I really wish I could remember who told me that only the certified mechanical scales could be used to do official test......it was someone high up in this stuff, and should have known. I know that on that info. that I had , that I bought the hanging mechanical scale.......... :duh I could have had a V8


----------



## Halo-M Nubians (Oct 26, 2007)

Good idea Sandy! I will use the old one I have and see what I think of the others used in the group.
I am starting to get excited! I was a little bummed to get my biotracking results today and see I have 2 doe's open, but I suppose I should look at the bright side-I have 6 confirmed bred and I think the two new does were bred last week.
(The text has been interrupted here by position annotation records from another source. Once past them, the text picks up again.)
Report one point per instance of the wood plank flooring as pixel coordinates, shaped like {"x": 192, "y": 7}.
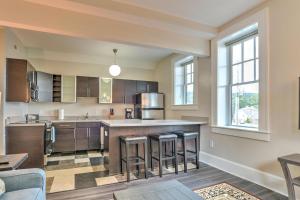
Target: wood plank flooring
{"x": 194, "y": 179}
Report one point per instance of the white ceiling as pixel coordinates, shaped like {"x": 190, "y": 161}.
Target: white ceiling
{"x": 210, "y": 12}
{"x": 66, "y": 44}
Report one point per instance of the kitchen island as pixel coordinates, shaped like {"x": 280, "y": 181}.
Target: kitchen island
{"x": 116, "y": 128}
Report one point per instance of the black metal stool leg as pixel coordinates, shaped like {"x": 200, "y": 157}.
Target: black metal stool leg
{"x": 137, "y": 155}
{"x": 121, "y": 155}
{"x": 185, "y": 155}
{"x": 146, "y": 159}
{"x": 176, "y": 160}
{"x": 127, "y": 162}
{"x": 197, "y": 151}
{"x": 151, "y": 159}
{"x": 160, "y": 157}
{"x": 166, "y": 161}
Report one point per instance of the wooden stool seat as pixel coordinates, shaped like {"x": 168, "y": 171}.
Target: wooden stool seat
{"x": 163, "y": 139}
{"x": 186, "y": 153}
{"x": 135, "y": 160}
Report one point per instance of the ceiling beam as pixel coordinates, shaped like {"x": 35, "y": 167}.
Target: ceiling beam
{"x": 37, "y": 17}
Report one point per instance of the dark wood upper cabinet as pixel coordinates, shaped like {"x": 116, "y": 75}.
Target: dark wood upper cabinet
{"x": 93, "y": 87}
{"x": 17, "y": 80}
{"x": 82, "y": 86}
{"x": 146, "y": 86}
{"x": 94, "y": 138}
{"x": 87, "y": 86}
{"x": 130, "y": 91}
{"x": 118, "y": 91}
{"x": 124, "y": 91}
{"x": 27, "y": 139}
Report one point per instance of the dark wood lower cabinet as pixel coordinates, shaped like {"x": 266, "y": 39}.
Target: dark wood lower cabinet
{"x": 79, "y": 136}
{"x": 64, "y": 140}
{"x": 82, "y": 139}
{"x": 94, "y": 138}
{"x": 27, "y": 139}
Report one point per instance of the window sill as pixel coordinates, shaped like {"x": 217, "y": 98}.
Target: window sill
{"x": 242, "y": 132}
{"x": 185, "y": 107}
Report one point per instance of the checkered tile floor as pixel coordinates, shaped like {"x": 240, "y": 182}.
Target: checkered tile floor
{"x": 87, "y": 169}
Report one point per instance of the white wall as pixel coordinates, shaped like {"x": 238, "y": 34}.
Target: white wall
{"x": 14, "y": 49}
{"x": 246, "y": 156}
{"x": 164, "y": 77}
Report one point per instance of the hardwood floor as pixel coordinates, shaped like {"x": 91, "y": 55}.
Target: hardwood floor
{"x": 194, "y": 179}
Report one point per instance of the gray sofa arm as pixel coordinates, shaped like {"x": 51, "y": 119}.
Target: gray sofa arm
{"x": 24, "y": 179}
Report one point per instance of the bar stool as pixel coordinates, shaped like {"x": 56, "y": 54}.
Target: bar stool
{"x": 136, "y": 160}
{"x": 185, "y": 136}
{"x": 164, "y": 139}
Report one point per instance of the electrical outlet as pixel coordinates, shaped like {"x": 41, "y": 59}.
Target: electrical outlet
{"x": 211, "y": 143}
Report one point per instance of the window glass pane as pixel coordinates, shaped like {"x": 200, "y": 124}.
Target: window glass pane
{"x": 179, "y": 75}
{"x": 178, "y": 95}
{"x": 244, "y": 104}
{"x": 257, "y": 47}
{"x": 188, "y": 68}
{"x": 236, "y": 74}
{"x": 249, "y": 71}
{"x": 257, "y": 69}
{"x": 236, "y": 53}
{"x": 189, "y": 78}
{"x": 249, "y": 49}
{"x": 189, "y": 94}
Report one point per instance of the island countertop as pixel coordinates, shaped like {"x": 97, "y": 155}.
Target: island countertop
{"x": 141, "y": 123}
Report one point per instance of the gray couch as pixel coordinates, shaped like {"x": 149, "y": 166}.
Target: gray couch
{"x": 24, "y": 184}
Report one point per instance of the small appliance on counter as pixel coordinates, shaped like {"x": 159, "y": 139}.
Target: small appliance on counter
{"x": 49, "y": 138}
{"x": 128, "y": 113}
{"x": 149, "y": 106}
{"x": 61, "y": 114}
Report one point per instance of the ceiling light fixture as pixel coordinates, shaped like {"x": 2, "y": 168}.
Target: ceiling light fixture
{"x": 115, "y": 69}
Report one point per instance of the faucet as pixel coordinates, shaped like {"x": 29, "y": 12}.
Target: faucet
{"x": 86, "y": 115}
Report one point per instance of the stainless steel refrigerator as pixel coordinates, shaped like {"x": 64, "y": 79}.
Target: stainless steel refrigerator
{"x": 149, "y": 106}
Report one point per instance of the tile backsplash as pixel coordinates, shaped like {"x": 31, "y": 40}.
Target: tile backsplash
{"x": 80, "y": 108}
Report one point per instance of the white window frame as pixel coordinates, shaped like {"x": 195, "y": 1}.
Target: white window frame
{"x": 220, "y": 60}
{"x": 231, "y": 84}
{"x": 175, "y": 62}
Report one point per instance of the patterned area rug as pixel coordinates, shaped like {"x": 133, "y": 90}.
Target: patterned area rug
{"x": 88, "y": 169}
{"x": 224, "y": 191}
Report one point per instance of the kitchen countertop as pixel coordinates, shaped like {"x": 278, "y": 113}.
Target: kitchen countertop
{"x": 138, "y": 122}
{"x": 110, "y": 123}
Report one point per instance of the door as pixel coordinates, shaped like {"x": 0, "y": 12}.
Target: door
{"x": 118, "y": 91}
{"x": 17, "y": 86}
{"x": 64, "y": 140}
{"x": 82, "y": 139}
{"x": 94, "y": 138}
{"x": 93, "y": 87}
{"x": 130, "y": 91}
{"x": 82, "y": 86}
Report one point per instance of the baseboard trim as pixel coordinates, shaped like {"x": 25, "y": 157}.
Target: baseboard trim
{"x": 264, "y": 179}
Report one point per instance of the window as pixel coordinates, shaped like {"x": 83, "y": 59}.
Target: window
{"x": 244, "y": 81}
{"x": 184, "y": 83}
{"x": 240, "y": 79}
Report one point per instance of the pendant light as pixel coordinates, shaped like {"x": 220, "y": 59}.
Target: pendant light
{"x": 115, "y": 69}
Here I thought I'd have everyone kidding at once and it gonna be drug out half the year again-geesh! oh, well


----------



## Agape Oaks (Oct 30, 2007)

I bought a digital fish scale at a sporting goods store & it's currently at the DHI lab to be calibrated. I have the non digital one from a dairy supply & I HATE it.....if it gets bumped, it's no longer right & has to be lined up again. It often weighs 5 different weights when the same thing is weighed 5 times. The digital fish scale was only $20 & has a tare feature & weighed the same over & over.


----------



## Guest (Dec 4, 2007)

Geez, yaw are making this scale/calibration thing look like a cake walk compared to what I went through.


----------